My own children were grown and gone. From time to time they’d phone me, each of them, and we’d chat. The whole time somewhere in the back of my heart there was an ache that hadn‘t been there when they were small. After all those years, after having raised my own children, I finally had time to realise what my mother and I had lost. It was each other. I finally had time to miss her and mourn her passing the way I should have when I was a child.

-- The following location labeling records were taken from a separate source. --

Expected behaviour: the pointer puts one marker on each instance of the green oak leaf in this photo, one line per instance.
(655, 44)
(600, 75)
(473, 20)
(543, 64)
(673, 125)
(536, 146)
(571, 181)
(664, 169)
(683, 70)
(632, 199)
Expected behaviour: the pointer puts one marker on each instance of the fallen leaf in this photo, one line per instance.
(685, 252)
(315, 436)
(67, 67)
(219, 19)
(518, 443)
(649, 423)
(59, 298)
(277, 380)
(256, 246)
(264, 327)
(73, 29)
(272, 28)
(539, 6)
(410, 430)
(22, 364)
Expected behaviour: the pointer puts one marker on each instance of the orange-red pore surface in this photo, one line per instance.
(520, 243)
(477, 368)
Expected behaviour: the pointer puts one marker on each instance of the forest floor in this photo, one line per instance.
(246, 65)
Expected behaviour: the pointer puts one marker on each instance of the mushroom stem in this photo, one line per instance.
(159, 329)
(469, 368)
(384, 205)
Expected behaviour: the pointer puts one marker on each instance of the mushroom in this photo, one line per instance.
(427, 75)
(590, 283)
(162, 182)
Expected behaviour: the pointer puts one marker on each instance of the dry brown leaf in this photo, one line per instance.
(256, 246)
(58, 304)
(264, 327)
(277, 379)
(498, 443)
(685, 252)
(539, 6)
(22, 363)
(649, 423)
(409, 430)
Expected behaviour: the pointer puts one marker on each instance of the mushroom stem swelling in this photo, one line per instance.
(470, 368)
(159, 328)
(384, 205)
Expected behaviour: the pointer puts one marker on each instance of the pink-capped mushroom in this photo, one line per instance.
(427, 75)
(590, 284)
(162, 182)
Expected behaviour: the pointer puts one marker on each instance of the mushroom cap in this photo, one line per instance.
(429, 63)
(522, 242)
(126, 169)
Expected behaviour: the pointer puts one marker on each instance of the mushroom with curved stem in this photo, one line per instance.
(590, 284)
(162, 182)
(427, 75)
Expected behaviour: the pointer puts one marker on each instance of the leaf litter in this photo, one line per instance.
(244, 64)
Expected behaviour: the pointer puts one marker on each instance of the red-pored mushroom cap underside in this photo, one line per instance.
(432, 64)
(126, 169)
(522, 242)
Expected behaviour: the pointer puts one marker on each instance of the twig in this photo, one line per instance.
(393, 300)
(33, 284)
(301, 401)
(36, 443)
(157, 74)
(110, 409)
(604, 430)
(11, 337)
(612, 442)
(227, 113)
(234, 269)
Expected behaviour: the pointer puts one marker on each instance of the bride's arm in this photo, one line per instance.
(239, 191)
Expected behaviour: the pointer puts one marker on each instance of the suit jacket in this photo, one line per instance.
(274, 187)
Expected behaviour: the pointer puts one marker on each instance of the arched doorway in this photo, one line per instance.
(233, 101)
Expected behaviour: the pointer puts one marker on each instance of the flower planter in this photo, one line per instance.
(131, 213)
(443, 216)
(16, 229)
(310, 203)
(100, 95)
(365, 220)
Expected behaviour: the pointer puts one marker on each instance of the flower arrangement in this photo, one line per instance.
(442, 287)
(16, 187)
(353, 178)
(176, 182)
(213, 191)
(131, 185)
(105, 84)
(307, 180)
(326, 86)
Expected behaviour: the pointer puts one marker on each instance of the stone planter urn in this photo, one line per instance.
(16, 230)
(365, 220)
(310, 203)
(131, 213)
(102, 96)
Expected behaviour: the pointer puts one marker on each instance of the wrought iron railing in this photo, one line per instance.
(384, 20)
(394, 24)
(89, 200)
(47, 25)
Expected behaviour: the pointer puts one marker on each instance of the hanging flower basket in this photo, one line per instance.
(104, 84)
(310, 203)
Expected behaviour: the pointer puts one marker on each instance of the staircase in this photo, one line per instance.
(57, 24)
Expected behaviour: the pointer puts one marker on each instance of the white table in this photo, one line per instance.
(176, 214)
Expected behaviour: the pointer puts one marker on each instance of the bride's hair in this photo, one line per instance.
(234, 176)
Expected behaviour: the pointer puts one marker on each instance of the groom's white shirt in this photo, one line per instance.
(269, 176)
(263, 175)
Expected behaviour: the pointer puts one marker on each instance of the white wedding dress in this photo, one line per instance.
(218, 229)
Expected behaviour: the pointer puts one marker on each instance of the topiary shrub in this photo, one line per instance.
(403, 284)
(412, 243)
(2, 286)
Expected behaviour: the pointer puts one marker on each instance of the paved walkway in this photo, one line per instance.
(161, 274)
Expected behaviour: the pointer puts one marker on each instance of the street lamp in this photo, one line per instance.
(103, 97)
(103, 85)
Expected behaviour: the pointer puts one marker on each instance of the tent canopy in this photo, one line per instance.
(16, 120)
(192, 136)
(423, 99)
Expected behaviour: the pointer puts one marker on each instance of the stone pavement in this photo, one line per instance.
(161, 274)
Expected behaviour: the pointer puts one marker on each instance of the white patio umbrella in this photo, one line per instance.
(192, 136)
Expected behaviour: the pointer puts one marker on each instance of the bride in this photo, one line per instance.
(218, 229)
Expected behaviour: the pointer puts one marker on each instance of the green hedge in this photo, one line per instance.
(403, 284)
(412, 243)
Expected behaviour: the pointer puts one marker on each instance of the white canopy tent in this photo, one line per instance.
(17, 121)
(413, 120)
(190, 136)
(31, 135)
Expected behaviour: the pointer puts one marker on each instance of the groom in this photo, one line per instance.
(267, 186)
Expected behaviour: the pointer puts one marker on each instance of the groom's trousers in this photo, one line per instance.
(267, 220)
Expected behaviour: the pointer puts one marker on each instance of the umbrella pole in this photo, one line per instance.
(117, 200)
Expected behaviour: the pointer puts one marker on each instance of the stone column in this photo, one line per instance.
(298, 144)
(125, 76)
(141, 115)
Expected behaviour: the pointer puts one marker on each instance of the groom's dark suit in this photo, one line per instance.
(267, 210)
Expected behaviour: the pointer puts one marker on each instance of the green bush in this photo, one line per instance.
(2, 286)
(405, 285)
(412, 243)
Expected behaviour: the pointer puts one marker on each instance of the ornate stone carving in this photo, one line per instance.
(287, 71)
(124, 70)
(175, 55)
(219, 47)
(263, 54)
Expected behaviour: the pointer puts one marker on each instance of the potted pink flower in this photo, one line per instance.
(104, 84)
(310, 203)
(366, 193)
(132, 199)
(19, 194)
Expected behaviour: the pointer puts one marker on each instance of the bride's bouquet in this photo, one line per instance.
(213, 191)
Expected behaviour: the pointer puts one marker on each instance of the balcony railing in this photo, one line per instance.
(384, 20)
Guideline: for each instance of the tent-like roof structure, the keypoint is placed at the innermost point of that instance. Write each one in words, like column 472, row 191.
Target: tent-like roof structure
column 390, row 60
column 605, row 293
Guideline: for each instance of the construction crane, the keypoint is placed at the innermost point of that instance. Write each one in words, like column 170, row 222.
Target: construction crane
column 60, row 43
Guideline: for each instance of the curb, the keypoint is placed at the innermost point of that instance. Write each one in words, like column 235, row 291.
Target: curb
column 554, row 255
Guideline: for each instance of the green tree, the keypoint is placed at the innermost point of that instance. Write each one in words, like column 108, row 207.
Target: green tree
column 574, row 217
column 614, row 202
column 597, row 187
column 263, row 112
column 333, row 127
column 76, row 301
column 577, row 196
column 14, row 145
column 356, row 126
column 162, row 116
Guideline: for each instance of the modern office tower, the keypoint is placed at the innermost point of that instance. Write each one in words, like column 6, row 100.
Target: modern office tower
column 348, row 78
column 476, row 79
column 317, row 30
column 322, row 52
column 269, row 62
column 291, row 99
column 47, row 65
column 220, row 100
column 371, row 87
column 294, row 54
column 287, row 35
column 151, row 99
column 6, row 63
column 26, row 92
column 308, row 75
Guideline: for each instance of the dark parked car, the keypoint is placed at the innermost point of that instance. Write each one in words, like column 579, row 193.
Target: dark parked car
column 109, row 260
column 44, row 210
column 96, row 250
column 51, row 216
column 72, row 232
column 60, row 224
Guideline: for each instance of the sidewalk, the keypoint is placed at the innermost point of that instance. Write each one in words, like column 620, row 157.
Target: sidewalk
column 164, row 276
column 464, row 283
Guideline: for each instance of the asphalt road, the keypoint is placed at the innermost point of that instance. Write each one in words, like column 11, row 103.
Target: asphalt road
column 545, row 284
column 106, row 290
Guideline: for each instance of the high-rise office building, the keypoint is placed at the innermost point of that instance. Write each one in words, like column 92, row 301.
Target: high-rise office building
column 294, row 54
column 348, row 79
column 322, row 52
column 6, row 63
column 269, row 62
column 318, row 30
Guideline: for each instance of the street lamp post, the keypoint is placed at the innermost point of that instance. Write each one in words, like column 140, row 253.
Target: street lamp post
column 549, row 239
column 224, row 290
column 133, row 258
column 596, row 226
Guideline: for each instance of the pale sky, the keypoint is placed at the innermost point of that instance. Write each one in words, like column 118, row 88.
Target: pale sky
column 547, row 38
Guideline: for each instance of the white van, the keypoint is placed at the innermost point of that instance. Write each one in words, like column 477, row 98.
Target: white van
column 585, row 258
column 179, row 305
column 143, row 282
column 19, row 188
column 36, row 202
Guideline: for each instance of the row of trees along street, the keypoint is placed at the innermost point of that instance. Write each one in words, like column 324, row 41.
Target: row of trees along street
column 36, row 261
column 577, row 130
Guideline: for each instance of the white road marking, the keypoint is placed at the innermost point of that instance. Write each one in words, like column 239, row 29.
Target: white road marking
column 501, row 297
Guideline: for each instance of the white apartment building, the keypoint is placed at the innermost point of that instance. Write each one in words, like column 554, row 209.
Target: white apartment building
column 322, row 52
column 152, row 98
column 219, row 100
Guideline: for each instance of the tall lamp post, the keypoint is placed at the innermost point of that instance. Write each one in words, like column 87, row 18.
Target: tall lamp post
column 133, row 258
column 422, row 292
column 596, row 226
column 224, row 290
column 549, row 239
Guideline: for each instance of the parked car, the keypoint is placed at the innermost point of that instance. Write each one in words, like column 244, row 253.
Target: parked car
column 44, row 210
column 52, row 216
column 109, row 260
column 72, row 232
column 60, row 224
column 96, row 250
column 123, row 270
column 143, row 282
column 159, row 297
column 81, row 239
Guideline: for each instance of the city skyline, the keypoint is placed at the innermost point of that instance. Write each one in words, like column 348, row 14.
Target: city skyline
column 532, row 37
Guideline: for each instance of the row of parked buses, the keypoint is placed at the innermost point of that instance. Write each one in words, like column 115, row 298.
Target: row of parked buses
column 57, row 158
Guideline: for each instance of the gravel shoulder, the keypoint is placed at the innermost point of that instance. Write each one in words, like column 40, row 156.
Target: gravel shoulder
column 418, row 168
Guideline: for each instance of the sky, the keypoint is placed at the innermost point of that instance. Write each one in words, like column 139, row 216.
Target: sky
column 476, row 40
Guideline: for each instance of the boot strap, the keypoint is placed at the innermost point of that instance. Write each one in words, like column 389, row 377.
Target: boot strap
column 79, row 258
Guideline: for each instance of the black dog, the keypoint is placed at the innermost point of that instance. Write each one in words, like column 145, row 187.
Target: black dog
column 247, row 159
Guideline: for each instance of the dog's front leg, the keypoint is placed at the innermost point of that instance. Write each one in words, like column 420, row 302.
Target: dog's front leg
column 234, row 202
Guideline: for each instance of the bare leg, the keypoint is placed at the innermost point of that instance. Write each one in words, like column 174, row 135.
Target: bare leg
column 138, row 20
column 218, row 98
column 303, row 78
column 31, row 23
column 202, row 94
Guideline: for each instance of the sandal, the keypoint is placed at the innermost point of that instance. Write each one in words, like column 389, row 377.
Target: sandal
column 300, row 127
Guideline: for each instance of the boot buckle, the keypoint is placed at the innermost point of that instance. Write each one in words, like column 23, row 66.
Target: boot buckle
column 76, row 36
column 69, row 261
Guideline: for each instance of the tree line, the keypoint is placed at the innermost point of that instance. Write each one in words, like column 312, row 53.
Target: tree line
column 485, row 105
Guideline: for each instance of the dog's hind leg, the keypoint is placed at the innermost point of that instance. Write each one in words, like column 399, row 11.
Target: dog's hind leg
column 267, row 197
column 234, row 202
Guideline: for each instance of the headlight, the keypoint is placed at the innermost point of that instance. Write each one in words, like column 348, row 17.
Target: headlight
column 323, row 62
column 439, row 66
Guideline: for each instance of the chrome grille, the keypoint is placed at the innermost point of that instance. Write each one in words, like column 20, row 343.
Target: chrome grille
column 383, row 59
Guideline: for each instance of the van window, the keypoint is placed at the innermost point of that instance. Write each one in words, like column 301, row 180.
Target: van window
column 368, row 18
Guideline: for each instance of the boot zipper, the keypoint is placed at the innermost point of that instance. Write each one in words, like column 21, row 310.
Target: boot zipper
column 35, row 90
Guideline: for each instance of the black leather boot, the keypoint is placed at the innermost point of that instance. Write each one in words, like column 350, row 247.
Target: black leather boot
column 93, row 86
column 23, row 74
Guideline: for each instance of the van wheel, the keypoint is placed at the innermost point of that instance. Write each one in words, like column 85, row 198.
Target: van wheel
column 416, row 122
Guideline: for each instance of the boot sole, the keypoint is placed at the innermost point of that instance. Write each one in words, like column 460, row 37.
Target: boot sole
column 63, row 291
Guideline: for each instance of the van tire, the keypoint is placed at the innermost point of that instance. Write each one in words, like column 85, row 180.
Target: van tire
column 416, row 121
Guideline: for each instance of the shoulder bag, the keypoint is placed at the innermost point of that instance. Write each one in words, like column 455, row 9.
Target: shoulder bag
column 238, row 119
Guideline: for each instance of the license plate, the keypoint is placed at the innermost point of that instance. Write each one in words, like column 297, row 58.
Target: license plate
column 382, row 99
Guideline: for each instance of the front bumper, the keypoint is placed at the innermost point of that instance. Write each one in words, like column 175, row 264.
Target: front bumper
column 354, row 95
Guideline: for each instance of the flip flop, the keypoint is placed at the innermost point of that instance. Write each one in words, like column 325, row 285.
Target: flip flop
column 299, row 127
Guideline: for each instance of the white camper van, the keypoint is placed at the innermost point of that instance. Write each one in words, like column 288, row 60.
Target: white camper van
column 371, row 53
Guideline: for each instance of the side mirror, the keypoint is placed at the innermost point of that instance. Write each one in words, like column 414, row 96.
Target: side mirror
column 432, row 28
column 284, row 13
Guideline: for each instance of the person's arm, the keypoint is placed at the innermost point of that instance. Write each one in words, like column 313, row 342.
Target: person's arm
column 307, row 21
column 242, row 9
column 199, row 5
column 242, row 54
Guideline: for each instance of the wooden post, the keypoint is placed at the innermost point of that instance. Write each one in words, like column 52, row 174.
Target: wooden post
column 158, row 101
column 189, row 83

Time passed and I still said nothing to my father. It was Oliver who sat with me at night and listened to my frustration, who didn’t call me mad for crying over a woman who’d died so long ago that I couldn’t even remember her.

“You lost somebody, Sweetie,” He’d say as he smoothed back my hair, “You lost somebody you loved. Maybe it happened a long time ago, but it still happened. In a way, it’s good that you’re finally sad about it. I’m glad that there was enough of a bond there that you can feel that now, all these years later. It’s safe to feel it. You’re safe. It means that she loved you as well…more than you knew…so much that a part of you is still mourning her, yeah?”